Step out of your comfort zone and reach out to people in their need. When someone asks you how are you doing, it's usually said as a greeting not and inquiry on your well being. Perhaps we should be asking that question of people more to the point. We all would love it if someone were to take the time to ask us how things are going in various circumstances! Why not make someone's day by doing just that! My friend Virginia Jones told me the other day how she was heading to her boyfriends' house in a wretched Chicago storm. The rain was going in every direction and she had a good ten minute walk ahead of her. She decided to wait at the bus station until it let up. Worrying about her wellbeing, her boyfriend biked all the way down to bring her an umbrella and escort her back to his place. He didn't have to do that. He could have stayed dry and comfortable. He chose to show consideration! Sure, it's easier to do that with someone we love or care about, but how about the bank teller, bus driver or co-worker? We all have needs and we can all reach out.
Get rid of the "I" and replace it with "We" I think this is a matter of choice. It is really natural for me to look out for number one. Me! I try on a daily basis to change that natural thinking with the idea of looking out for others. (Note: This is not advice to place your needs and issues aside. We should deal with those as well.
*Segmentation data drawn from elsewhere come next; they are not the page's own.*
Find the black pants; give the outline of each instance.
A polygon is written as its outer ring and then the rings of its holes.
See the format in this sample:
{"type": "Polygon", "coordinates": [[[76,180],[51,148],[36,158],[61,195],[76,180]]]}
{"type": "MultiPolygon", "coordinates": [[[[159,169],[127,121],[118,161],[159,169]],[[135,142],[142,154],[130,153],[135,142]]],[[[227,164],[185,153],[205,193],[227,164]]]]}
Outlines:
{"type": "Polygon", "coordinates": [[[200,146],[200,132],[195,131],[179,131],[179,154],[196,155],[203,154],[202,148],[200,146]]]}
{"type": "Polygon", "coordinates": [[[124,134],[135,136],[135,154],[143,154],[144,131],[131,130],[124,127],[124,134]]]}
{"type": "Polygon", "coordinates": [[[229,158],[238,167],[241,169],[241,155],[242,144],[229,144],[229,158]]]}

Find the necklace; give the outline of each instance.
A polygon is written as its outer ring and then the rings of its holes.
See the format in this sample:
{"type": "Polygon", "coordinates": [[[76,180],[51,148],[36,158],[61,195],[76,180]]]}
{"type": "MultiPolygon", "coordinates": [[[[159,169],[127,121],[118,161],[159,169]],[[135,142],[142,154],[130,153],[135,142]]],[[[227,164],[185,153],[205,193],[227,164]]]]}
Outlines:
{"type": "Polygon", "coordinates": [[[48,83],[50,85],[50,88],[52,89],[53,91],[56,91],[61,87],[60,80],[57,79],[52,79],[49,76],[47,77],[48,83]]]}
I am talking about balance here.) Here are some examples:
-Letting someone else have the seat on the train.
-Holding the door for a person to go before you.
-Helping someone when they clearly need some assistance.
-Moving out of someone's way.
-When someone drops something, helping them pick it up.
-Being honest if someone over pays you.
-Not talking on the phone on the train.
-Moving out of someone's way.
-Bringing in afternoon treats to your co-workers for no other reason than just because!
Just the other day I was listening to someone complain about their work environment and how it seemed that everyone was only looking out for themselves. I shared with them the I/We suggestion and they looked at me like I was crazy. Could it be that we as a society have lost this team approach? Whether you give a helping hand to the latte lady or your little sister, or share the burden with your best friend or bartender; it's an opportunity to make a little difference in someone's life!
CHALLENGE: I would like to encourage you to pause as you go about your day and identify the "little things" that people do that are inconsiderate. Notice how it makes people feel and see how they react. Then, take the extra moment to Consider others in your path. Make a game of how many you can encourage. Help someone out at the gym; talk with someone standing by themselves at the club; let someone cut in front of you in line. (I know that's a biggie!) Some would call this going out of your way or above and beyond; I call it Making A Difference!